Yair Lapid, Opposition leader in the Israeli parliament and chairman of the centrist Yesh Atid party, and Benny Gantz, Chairman of the centre-right National Unity party, said on Wednesday at a joint press conference that the talks were put on hold until the parliament's Judicial Selection Committee reconvenes.
The committee that picks the country's judges was now one person short to reconvene, after the parliament appointed an opposition lawmaker to one of the two vacancies in the committee, but failed to fill the second slot, because Netanyahu's coalition could not agree on a candidate who had broad support within the coalition.
The result highlighted divisions within Netanyahu's far-right coalition, which holds 64 seats in the 120-seat parliament, Xinhua news agency reported.
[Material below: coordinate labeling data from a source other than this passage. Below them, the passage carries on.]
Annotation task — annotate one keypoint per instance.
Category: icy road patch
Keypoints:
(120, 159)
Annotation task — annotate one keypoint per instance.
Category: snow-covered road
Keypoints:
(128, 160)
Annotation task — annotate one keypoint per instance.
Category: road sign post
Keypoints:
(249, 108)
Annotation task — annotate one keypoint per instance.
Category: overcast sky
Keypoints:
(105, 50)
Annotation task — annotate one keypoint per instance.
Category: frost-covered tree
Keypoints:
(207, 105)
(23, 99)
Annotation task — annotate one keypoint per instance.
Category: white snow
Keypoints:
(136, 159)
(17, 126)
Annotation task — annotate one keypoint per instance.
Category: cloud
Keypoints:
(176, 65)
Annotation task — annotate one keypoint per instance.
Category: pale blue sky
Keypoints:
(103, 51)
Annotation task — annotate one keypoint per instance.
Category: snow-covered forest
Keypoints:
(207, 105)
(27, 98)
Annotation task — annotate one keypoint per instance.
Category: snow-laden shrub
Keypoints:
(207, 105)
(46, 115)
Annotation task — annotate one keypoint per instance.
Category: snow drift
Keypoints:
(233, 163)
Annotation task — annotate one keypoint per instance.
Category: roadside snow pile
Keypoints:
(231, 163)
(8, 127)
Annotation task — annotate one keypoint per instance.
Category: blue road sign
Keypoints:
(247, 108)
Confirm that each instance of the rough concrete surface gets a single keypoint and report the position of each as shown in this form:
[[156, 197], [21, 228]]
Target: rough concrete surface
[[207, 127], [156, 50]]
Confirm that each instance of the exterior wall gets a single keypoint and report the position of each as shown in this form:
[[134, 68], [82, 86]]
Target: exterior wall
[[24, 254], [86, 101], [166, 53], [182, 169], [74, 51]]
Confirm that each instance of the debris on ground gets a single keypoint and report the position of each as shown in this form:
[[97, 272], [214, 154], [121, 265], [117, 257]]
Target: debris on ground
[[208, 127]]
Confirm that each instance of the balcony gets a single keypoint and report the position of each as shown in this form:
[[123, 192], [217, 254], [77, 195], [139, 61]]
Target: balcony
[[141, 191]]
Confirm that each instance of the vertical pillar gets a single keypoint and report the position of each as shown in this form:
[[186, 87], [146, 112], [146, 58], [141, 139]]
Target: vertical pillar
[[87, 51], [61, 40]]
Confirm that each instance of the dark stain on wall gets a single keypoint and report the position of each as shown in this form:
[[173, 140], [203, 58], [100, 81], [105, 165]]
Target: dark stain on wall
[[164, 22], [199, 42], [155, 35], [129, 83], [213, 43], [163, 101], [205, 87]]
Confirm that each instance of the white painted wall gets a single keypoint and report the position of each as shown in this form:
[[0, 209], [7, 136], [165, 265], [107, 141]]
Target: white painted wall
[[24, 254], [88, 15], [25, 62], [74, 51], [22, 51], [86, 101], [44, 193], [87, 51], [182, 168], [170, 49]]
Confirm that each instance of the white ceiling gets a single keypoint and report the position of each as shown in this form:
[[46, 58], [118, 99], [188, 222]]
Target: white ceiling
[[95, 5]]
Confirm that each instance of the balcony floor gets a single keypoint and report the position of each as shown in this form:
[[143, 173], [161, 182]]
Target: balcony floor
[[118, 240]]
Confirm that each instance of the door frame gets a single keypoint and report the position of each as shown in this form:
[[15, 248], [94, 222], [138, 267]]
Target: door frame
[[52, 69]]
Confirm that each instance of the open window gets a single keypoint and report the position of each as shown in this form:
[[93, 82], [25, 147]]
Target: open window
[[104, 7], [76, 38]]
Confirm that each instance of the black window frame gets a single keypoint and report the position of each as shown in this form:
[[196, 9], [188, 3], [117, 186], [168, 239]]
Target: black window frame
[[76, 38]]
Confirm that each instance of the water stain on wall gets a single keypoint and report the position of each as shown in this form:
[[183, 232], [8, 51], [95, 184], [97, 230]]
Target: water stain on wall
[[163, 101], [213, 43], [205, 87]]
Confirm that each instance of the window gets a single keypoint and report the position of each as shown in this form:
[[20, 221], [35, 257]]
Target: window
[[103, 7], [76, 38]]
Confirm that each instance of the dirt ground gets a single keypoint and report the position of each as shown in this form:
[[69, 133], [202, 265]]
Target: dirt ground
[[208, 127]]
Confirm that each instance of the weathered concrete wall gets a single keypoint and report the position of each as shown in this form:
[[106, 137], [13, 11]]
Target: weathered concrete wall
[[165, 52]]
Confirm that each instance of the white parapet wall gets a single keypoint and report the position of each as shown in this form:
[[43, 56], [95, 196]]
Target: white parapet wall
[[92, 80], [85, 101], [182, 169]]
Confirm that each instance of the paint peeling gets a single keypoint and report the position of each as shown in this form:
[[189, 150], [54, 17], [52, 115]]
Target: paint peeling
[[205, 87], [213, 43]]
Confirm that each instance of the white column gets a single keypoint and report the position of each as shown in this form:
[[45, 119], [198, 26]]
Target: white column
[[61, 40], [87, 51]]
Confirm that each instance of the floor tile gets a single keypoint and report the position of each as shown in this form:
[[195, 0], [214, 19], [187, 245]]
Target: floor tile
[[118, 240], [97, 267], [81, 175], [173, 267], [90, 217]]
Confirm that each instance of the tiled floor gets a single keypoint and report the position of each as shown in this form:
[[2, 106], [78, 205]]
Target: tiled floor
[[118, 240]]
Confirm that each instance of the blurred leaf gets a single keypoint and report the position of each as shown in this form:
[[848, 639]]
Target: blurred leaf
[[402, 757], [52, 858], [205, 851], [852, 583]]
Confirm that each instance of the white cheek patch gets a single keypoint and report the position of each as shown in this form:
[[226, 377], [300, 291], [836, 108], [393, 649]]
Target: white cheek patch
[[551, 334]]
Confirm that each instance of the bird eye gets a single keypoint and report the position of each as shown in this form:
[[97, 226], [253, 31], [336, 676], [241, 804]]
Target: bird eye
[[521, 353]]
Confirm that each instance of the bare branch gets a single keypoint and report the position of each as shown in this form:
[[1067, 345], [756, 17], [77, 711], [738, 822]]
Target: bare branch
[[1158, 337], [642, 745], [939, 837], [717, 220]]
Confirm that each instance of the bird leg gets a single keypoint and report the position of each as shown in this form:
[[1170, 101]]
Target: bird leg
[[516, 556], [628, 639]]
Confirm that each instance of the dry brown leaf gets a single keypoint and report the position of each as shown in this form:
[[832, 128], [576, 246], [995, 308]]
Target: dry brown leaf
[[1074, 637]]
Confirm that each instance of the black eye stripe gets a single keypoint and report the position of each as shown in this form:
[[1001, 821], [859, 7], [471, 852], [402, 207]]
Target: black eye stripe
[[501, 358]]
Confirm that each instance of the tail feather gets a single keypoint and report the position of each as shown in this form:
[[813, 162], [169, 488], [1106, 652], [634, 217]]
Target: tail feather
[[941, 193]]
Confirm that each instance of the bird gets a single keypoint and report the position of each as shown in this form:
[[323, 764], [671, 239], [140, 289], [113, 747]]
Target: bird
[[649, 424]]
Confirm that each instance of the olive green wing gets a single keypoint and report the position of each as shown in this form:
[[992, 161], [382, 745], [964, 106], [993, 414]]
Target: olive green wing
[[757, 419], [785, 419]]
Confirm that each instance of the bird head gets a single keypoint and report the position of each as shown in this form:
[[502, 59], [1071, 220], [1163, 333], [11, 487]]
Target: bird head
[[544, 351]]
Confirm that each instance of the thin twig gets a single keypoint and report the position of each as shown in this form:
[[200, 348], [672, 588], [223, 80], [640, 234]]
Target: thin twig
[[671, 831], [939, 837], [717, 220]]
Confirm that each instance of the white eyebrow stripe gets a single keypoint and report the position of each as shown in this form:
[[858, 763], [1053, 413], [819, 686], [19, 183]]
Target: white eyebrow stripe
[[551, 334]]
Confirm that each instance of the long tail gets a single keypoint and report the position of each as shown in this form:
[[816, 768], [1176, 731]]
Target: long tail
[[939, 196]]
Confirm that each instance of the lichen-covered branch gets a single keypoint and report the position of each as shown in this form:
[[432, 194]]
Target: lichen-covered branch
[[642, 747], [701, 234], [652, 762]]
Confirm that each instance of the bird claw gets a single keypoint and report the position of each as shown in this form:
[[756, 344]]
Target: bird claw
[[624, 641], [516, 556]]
"No committee, no talks," Lapid said at the press conference.
Meanwhile, Netanyahu accused the opposition of attempting "to blow up the dialogue".
The compromise talks, sponsored by President Isaac Herzog, have been taking place over the past few weeks with little progress in sight. The talks aim to find a mutually agreed-upon version of Netanyahu's controversial plan to overhaul the judicial system, which his opponents say undermines the rule of law.
The plan has triggered nationwide protests, as tens of thousands have been holding weekly rallies against the plan across the country since January.